A slew of worthwhile questions came up during the Q&A at last month’s Harvard-Diplomat panel in Cambridge, Massachusetts. We even got to banter with an old hippie who held forth on China’s virtues as an honest broker in the non-Western world, a stark contrast to supposedly predatory America. That reminded everyone we were at an epicenter of the Sixties.
Or, one graduate student asked about what China is doing to prepare itself for nonmilitary missions in the “far seas,” as Chinese officials and pundits call waters remote from East Asian shores. She voiced particular interest in the part China’s newly refitted Soviet aircraft carrier might play in ventures far from Chinese shores, like counterpiracy, counterproliferation, or humanitarian and disaster relief. And, in time-honored graduate student fashion, she sneaked in a second question, this one about the prospects for U.S.-China cooperation on the high seas.

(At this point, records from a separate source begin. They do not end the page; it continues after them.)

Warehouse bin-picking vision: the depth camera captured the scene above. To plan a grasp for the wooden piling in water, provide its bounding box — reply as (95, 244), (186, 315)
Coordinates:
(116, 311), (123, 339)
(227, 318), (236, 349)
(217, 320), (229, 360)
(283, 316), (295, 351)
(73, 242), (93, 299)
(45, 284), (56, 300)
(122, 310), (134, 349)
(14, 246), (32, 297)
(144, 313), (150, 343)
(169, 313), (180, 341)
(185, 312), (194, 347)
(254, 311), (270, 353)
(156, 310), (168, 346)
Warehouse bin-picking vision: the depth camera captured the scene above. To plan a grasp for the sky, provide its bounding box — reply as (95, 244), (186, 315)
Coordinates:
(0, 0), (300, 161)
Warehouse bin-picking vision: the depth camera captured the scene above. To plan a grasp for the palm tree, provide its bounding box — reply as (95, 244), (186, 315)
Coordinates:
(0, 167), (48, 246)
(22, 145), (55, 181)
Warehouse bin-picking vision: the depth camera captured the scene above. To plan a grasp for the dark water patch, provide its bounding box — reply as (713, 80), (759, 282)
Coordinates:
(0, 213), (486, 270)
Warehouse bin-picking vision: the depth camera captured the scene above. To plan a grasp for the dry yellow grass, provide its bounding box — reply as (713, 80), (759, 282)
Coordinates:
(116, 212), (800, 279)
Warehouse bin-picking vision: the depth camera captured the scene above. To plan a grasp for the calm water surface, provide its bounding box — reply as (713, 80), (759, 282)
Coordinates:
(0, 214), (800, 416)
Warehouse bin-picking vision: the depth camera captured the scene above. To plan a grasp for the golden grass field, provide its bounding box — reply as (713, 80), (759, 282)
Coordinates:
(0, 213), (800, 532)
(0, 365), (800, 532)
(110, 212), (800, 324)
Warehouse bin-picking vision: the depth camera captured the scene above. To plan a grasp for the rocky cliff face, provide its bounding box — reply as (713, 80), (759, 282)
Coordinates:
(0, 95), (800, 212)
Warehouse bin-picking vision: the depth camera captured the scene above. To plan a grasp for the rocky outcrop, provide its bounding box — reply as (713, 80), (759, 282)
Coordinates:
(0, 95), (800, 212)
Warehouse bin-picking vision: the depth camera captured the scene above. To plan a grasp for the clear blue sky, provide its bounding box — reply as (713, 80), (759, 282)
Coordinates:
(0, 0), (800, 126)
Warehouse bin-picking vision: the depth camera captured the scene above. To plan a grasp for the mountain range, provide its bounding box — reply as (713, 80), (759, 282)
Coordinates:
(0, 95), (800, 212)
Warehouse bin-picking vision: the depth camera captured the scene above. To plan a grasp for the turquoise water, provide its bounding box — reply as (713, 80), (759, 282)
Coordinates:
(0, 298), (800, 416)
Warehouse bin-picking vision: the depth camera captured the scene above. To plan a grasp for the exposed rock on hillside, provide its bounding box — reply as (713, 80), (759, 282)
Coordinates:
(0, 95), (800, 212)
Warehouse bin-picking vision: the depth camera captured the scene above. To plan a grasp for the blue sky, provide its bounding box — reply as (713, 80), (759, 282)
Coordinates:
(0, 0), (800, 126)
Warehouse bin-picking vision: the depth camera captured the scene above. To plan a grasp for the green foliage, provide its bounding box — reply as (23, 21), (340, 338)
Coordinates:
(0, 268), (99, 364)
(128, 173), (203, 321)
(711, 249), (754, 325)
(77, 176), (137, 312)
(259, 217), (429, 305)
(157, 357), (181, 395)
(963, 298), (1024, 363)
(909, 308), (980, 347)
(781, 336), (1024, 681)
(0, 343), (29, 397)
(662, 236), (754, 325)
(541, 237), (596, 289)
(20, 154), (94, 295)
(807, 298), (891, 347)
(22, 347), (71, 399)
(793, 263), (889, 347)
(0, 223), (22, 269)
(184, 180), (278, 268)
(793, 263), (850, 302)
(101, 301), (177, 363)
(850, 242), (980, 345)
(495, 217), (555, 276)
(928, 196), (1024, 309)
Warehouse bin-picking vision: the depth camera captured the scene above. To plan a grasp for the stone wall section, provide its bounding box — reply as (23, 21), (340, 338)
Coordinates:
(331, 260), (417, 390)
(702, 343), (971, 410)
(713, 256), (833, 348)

These are worthy topics to explore. The former is mostly about hardware and thus less interesting (to me). The ex-Varyag will play no part in far-seas operations until engineers work the kinks out of the hull and its internals, and until the People’s Liberation Army Navy (PLAN) has a working air wing for the ship. Those are no easy tasks. It could take years for aviators to develop the skills needed to operate from a pitching flight deck. Once the flattop is a working vessel, it will presumably be capable of doing many of the things U.S. carriers do at the margins of nonmilitary endeavors, though on a smaller scale because of its smaller size.